The Type 2 secretion system (T2SS) is a ubiquitously distributed molecular machine found in pathogenic Gram-negative bacteria involved in the interactions of a wide range of substrates from the periplasm. A subset of exported substrates plays a key role in bacterial pathogenesis and are involved in infection processes such as: adhesion, pathogenicity, host adaptation and intracellular survival. Currently, many published studies focus on the structural and functional analysis of the protein complex of the T2SS. However, the functional role and mechanism for the exported substrates of this secretion system and its role in virulence is not fully understood.
The protein secretin-PulD-is a crucial accessory component of the T2SS as its absence prevents the release of translocated substrates into the extracellular space. Using the clinical isolate Klebsiella pneumoniae AJ218 as a model, previous experiments hinted that PulD may play a role in stimulating macrophage cell death, and the T2SS may associate with the bacterial virulence.

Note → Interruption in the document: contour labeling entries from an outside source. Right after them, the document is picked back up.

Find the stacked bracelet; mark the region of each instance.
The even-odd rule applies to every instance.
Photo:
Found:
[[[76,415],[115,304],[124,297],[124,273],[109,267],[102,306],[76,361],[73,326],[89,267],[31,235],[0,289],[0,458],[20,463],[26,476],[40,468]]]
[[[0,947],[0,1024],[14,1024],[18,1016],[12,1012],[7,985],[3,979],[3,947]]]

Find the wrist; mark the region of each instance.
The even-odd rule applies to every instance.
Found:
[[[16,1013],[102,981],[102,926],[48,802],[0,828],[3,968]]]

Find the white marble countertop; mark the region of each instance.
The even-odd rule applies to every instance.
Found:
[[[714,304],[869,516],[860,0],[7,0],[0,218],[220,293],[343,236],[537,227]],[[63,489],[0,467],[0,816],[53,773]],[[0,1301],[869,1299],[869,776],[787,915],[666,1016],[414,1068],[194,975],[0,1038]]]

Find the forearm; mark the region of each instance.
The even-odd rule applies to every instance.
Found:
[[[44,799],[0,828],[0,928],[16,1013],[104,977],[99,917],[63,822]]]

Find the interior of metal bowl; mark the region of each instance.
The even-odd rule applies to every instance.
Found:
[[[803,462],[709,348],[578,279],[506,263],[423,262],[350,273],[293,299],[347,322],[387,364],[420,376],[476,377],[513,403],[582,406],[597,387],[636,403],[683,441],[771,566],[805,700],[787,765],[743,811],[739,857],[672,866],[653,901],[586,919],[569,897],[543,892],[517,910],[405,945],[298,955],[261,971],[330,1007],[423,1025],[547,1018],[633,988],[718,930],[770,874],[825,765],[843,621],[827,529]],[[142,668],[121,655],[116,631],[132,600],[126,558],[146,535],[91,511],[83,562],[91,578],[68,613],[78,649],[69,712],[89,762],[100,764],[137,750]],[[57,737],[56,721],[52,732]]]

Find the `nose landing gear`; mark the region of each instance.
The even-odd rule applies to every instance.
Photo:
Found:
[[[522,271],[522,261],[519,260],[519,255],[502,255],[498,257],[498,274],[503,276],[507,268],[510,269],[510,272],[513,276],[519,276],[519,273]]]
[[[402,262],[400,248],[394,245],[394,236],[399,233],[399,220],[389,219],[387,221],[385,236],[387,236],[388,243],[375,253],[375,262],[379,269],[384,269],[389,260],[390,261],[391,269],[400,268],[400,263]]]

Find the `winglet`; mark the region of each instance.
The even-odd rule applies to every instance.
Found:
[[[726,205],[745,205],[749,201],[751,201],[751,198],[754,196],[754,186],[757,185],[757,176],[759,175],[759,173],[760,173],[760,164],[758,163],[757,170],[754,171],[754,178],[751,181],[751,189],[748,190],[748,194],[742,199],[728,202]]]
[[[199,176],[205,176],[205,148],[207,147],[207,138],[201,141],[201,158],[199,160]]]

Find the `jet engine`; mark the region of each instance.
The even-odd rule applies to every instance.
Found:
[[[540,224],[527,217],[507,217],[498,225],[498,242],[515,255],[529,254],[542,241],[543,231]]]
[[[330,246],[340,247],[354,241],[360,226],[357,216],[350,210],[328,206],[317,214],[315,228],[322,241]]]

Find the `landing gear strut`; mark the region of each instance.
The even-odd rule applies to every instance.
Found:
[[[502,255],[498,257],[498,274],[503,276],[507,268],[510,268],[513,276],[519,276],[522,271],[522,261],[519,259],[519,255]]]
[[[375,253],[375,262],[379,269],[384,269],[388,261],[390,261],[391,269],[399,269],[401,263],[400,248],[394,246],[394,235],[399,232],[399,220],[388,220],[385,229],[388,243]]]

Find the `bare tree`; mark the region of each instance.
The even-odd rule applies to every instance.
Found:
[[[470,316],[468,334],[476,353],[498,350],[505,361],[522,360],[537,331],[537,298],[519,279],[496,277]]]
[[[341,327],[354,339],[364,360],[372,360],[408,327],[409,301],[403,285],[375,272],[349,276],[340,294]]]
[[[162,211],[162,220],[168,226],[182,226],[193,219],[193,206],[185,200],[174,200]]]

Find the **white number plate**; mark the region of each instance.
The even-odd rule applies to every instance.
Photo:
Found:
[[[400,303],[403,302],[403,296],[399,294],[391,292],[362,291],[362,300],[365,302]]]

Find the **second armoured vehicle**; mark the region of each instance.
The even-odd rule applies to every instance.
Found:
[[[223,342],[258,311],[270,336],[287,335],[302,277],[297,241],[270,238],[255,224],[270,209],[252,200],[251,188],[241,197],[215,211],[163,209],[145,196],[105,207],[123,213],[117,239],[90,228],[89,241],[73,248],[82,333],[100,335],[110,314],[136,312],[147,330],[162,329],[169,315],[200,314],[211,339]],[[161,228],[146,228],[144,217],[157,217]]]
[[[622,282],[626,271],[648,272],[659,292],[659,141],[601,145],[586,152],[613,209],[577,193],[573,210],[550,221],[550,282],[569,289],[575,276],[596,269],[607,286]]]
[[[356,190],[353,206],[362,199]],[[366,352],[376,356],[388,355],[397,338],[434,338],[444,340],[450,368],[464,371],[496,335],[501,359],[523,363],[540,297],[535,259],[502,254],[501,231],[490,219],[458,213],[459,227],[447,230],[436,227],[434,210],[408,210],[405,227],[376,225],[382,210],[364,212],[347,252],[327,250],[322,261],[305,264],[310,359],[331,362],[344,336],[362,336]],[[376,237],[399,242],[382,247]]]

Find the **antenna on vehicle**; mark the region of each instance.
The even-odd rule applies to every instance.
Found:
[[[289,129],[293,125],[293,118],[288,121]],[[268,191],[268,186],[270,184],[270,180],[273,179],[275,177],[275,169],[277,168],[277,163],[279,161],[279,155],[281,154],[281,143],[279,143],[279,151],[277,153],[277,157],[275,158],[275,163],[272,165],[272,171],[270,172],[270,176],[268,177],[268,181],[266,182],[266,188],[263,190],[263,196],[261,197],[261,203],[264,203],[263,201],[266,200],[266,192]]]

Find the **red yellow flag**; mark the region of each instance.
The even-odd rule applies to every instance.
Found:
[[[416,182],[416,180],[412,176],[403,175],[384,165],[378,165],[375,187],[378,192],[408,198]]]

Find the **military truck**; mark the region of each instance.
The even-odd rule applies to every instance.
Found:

To further confirm the damage effect of secreted substrates, the pullulanase PulA was chosen for this study because it is the only distinct lipoprotein secreted by K. pneumoniae T2SS. In this study, we investigate the putative lipoprotein PulA and its role in K. pneumoniae virulence through colony forming unit -macrophage (CFU-M) clonogenic assay. Better understanding of this suspected substrate lipoprotein could reveal greater understanding of the virulence strategies employed by other pathogenic organisms with T2SS with similar substrates.